2 Minutes Later is a 2007 American mystery thriller film directed by Robert Gaston, starring Michael Molina, Jessica Graham, Peter Stickles and Matt Cannon.

==Cast==
- Michael Molina as Michael/Kyle Damar
- Jessica Graham as Abigail Marks
- Peter Stickles as Victor
- Matt Cannon as Joey
- Jennifer Layne Park as Monique
- Mei-Yann Hwang as May
- Lyndon Tate as Tevin
- Grant Barker as Samuel
- Houston Bernard as Nico
- Liz Douglas as Kimmy
- Scott Spragg as Franz
- Kim Blackman as Kendle Darr
- Adam R. Deremer as Gio
- Greg Ratz as Conner
- Ben Sander as Emily Monroe
- Brooke Lewis Bellas as Allison

==Reception==
Karmen Kregloe of AfterEllen praised the "great" characters, the "terrific" acting, the "tight" story and the "clever" dialogue. However, she criticised the editing, writing that "the opening credits are endless, and several of the scenes run long, as though the filmmaker was too much in love with his shot to know when to cut it." Andrew Gronvall of the Chicago Reader wrote that while the mystery is "never satisfactorily resolved" and "not all the actors show the same level of skill", the film is "enjoyable enough for the leads' easygoing, deadpan rapport, and the sight of Graham chasing bad guys in a metallic sheath and spiky heels is a hoot."
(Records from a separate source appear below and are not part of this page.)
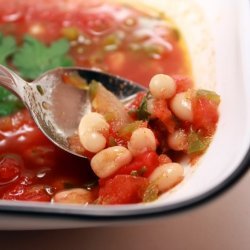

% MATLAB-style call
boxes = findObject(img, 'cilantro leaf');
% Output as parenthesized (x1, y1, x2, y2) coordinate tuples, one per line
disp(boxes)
(13, 35, 74, 80)
(0, 32, 23, 116)
(136, 96, 151, 121)
(0, 87, 24, 117)
(0, 32, 17, 65)
(132, 92, 151, 121)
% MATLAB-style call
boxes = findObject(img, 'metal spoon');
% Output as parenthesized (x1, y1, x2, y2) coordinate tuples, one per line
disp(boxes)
(0, 66, 145, 157)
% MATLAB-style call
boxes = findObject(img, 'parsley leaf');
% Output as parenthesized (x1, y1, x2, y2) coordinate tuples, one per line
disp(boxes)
(136, 95, 151, 121)
(128, 93, 151, 120)
(13, 35, 73, 80)
(0, 87, 24, 117)
(0, 32, 16, 65)
(0, 33, 23, 116)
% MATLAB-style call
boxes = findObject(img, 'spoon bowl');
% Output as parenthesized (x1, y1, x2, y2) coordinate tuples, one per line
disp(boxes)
(0, 66, 145, 157)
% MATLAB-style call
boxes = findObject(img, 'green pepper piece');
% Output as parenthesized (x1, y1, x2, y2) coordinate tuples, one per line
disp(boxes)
(196, 89, 220, 105)
(187, 130, 210, 155)
(118, 121, 144, 140)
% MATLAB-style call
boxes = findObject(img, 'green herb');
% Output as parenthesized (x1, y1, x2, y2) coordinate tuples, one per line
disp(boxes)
(187, 130, 210, 155)
(118, 121, 143, 140)
(143, 183, 159, 203)
(13, 35, 73, 80)
(0, 33, 17, 65)
(131, 166, 147, 177)
(0, 87, 24, 116)
(136, 96, 151, 121)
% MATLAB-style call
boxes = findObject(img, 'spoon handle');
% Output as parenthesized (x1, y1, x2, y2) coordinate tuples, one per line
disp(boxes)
(0, 65, 26, 98)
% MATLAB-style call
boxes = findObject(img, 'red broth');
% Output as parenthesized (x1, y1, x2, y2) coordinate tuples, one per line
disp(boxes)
(0, 1, 191, 202)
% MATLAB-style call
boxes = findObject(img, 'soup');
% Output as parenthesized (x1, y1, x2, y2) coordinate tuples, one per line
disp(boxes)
(0, 0, 219, 204)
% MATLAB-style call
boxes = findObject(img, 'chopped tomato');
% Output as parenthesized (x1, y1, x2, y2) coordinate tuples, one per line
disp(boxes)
(99, 151, 159, 186)
(116, 151, 159, 177)
(98, 175, 149, 204)
(172, 75, 193, 93)
(192, 96, 219, 134)
(153, 99, 176, 133)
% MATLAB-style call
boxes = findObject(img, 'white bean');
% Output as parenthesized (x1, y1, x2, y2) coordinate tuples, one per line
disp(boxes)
(53, 188, 95, 204)
(168, 129, 188, 151)
(128, 127, 156, 156)
(80, 131, 106, 153)
(91, 146, 132, 178)
(149, 74, 176, 99)
(149, 163, 184, 192)
(78, 112, 109, 150)
(170, 92, 193, 122)
(78, 112, 109, 135)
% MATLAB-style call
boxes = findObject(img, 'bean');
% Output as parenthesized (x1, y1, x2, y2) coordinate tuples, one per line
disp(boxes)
(168, 129, 188, 151)
(80, 131, 106, 153)
(78, 112, 109, 150)
(128, 127, 156, 156)
(170, 92, 193, 122)
(53, 188, 95, 205)
(78, 112, 109, 135)
(91, 146, 132, 178)
(149, 163, 184, 192)
(149, 74, 176, 99)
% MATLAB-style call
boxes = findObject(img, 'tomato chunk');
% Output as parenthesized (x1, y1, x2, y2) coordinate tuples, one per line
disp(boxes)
(116, 151, 159, 177)
(153, 99, 176, 133)
(192, 96, 219, 134)
(98, 175, 149, 204)
(99, 151, 159, 186)
(172, 75, 193, 93)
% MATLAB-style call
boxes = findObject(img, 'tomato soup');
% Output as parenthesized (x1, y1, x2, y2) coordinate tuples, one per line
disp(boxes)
(0, 1, 215, 204)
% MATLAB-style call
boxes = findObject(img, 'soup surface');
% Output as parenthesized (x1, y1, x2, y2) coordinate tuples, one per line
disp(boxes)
(0, 1, 219, 204)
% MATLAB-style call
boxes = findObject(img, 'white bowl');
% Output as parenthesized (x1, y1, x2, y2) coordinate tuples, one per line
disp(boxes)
(0, 0, 249, 230)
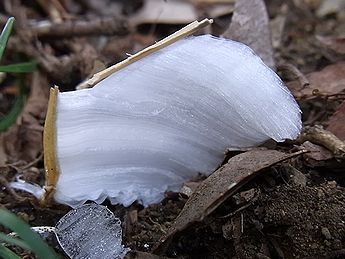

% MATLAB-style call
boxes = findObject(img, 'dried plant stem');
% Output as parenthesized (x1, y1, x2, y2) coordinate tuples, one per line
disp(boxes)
(77, 18, 213, 89)
(301, 126, 345, 160)
(278, 63, 309, 88)
(30, 17, 128, 38)
(42, 86, 59, 204)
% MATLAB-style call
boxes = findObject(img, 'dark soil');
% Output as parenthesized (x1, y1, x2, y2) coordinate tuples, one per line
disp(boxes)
(124, 165, 345, 259)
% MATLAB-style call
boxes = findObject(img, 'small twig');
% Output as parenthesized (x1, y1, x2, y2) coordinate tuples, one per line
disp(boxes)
(220, 203, 252, 219)
(148, 217, 167, 234)
(299, 126, 345, 160)
(21, 153, 43, 170)
(6, 164, 23, 174)
(319, 92, 345, 99)
(50, 0, 71, 20)
(219, 189, 260, 219)
(304, 108, 328, 126)
(5, 146, 42, 174)
(36, 0, 65, 23)
(29, 17, 128, 38)
(78, 18, 213, 89)
(278, 63, 309, 88)
(0, 175, 28, 202)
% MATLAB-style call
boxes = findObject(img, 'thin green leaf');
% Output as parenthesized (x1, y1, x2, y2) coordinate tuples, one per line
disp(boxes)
(0, 232, 31, 251)
(0, 81, 25, 132)
(0, 209, 59, 259)
(0, 244, 21, 259)
(0, 94, 24, 132)
(0, 61, 37, 73)
(0, 17, 15, 62)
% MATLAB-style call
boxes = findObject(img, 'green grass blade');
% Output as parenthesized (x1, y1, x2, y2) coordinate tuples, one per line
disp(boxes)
(0, 232, 31, 251)
(0, 61, 37, 73)
(0, 82, 25, 132)
(0, 244, 21, 259)
(0, 17, 15, 62)
(0, 209, 59, 259)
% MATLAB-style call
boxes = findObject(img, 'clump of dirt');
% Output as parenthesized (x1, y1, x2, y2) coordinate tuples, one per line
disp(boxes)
(256, 182, 345, 258)
(125, 197, 186, 252)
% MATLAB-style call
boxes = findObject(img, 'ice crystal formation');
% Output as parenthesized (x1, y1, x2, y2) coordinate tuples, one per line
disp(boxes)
(17, 35, 302, 207)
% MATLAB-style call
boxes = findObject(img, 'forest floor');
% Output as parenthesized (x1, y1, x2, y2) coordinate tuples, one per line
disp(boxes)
(0, 0, 345, 258)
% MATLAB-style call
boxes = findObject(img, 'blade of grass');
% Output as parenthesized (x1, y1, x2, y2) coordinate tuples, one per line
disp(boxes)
(0, 233, 31, 251)
(0, 78, 26, 132)
(0, 61, 37, 73)
(0, 17, 15, 62)
(0, 92, 25, 132)
(0, 209, 59, 259)
(0, 244, 21, 259)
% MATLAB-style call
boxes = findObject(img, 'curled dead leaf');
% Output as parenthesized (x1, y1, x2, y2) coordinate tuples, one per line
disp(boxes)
(317, 35, 345, 55)
(327, 100, 345, 141)
(301, 141, 333, 162)
(287, 63, 345, 99)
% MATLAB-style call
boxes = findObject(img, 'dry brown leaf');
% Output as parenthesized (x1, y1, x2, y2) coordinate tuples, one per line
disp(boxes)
(222, 0, 275, 69)
(153, 149, 305, 254)
(287, 63, 345, 99)
(2, 72, 49, 164)
(130, 0, 234, 27)
(130, 0, 198, 26)
(317, 35, 345, 55)
(316, 0, 345, 18)
(327, 100, 345, 140)
(301, 141, 333, 162)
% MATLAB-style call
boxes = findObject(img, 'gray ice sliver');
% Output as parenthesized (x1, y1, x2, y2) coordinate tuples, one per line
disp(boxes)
(55, 204, 129, 259)
(55, 35, 301, 207)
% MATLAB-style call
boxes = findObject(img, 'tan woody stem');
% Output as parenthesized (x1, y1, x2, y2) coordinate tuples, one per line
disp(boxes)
(42, 86, 59, 204)
(77, 18, 213, 89)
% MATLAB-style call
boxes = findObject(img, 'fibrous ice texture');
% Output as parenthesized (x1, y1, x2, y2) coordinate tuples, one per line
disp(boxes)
(55, 204, 129, 258)
(55, 35, 301, 207)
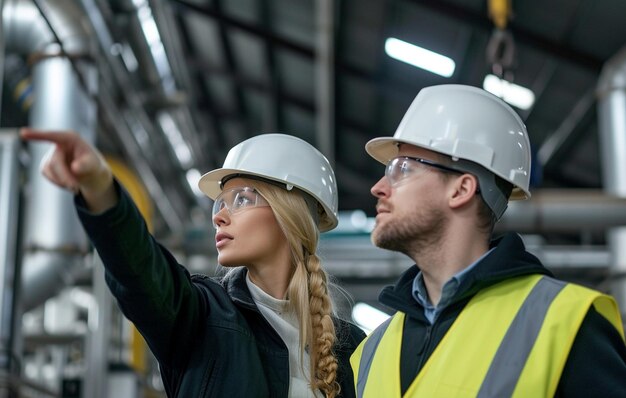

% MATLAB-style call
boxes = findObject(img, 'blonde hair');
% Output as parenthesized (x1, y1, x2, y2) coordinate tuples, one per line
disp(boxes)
(252, 179, 340, 398)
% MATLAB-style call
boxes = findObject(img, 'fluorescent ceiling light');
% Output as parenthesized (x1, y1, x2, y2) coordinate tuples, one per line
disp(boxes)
(136, 2, 176, 93)
(157, 112, 193, 168)
(352, 303, 390, 334)
(186, 168, 205, 197)
(385, 37, 455, 78)
(483, 74, 535, 110)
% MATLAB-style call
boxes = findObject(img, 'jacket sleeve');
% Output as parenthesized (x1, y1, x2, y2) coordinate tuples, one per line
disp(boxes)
(555, 306, 626, 397)
(334, 320, 366, 398)
(75, 180, 206, 366)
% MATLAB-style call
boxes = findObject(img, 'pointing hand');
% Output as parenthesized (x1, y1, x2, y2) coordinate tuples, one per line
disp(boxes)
(20, 128, 118, 212)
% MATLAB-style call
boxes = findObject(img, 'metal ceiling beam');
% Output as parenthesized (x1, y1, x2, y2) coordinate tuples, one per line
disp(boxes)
(171, 0, 419, 102)
(149, 0, 210, 168)
(212, 0, 250, 134)
(260, 0, 282, 131)
(373, 0, 393, 161)
(172, 0, 311, 57)
(188, 63, 376, 134)
(79, 0, 188, 233)
(538, 88, 596, 168)
(315, 0, 336, 164)
(173, 7, 225, 167)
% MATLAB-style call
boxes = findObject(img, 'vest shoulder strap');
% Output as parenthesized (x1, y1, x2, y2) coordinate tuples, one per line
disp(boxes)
(356, 316, 393, 398)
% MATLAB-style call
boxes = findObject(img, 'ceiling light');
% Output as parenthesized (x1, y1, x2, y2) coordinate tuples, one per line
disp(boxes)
(352, 303, 390, 334)
(157, 112, 193, 168)
(385, 38, 456, 78)
(186, 169, 205, 197)
(483, 74, 535, 110)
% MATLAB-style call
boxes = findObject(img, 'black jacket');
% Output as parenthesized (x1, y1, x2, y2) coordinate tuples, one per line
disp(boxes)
(76, 182, 365, 397)
(379, 233, 626, 397)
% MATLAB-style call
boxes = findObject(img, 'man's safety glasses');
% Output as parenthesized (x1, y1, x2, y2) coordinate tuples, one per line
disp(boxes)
(212, 187, 270, 218)
(385, 156, 462, 186)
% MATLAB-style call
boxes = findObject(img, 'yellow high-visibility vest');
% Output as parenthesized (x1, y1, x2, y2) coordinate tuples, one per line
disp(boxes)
(351, 274, 624, 398)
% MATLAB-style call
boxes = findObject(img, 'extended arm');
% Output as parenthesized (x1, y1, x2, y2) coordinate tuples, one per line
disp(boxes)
(20, 129, 205, 365)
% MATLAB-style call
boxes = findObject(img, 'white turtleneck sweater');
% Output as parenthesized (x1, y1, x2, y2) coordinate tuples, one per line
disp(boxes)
(246, 275, 322, 398)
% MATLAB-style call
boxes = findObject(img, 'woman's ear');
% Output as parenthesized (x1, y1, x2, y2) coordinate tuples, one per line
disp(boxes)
(448, 174, 479, 209)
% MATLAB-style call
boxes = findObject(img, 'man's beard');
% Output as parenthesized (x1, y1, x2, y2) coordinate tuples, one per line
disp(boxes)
(371, 206, 446, 258)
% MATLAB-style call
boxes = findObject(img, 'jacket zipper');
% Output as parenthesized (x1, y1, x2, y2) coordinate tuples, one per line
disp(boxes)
(416, 324, 433, 372)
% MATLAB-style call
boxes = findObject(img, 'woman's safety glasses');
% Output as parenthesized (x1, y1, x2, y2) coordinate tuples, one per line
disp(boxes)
(386, 156, 462, 186)
(212, 187, 270, 218)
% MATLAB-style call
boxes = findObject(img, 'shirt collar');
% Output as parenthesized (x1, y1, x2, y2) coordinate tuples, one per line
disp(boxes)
(412, 247, 495, 310)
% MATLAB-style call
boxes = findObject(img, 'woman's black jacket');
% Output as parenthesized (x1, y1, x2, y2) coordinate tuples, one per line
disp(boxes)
(75, 182, 365, 397)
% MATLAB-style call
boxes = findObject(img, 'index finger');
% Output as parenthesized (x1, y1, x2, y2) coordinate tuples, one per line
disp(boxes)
(20, 128, 79, 146)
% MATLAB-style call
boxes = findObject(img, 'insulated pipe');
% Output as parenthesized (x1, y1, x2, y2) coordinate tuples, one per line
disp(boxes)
(597, 45, 626, 308)
(0, 0, 6, 120)
(4, 0, 97, 311)
(496, 189, 626, 233)
(2, 0, 93, 54)
(0, 132, 21, 393)
(21, 57, 97, 311)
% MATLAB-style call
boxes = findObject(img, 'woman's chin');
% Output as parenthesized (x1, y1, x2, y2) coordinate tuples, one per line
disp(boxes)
(216, 254, 242, 268)
(218, 262, 239, 268)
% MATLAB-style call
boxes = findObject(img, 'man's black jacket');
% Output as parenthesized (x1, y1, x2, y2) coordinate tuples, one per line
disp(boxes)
(378, 233, 626, 397)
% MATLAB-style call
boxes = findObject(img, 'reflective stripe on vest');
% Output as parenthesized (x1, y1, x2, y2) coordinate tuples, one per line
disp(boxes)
(356, 317, 392, 398)
(351, 274, 625, 398)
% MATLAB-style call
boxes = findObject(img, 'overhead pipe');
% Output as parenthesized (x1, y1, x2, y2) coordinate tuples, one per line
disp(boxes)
(0, 0, 5, 119)
(0, 131, 21, 395)
(79, 0, 187, 233)
(3, 0, 97, 311)
(325, 189, 626, 236)
(597, 45, 626, 309)
(496, 189, 626, 233)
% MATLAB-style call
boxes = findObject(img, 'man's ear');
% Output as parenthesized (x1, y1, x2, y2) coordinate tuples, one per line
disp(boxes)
(448, 174, 479, 209)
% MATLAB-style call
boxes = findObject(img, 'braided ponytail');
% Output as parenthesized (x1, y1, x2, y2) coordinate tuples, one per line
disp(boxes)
(252, 180, 340, 398)
(305, 252, 339, 397)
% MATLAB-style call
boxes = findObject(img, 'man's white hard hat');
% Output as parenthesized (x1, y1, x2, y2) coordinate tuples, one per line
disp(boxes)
(366, 84, 532, 219)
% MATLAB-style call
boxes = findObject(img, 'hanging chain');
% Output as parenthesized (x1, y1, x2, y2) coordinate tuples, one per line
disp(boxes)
(486, 0, 516, 80)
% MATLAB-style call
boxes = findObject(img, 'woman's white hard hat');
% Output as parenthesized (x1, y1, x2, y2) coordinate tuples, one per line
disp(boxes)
(198, 133, 339, 232)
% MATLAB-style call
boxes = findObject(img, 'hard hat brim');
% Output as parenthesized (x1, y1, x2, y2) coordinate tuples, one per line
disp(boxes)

Steve Warren of the Windy City Times called the film a "decent time-waster you can watch and forget two minutes later." Warren praised the technical work but criticised the writing, direction and acting. Scotty McKellar of The Skinny wrote, "On a certain level this silly fluff is fun while it lasts, but two minutes later you won't remember a thing about it." Rob Salerno of Xtra Magazine criticised the "terrible" acting, the "poor" sound quality, the "lazy" cinematography, the script and the "ludicrously straightforward" plot. However, he wrote that while the film "fails in everything it sets out to do", its failure is "so spectacular that it's just a fun ride."

Matt Pais of the Chicago Tribune rated the film 1 star out of 5 and wrote that it is "needlessly long for something so badly written and performed."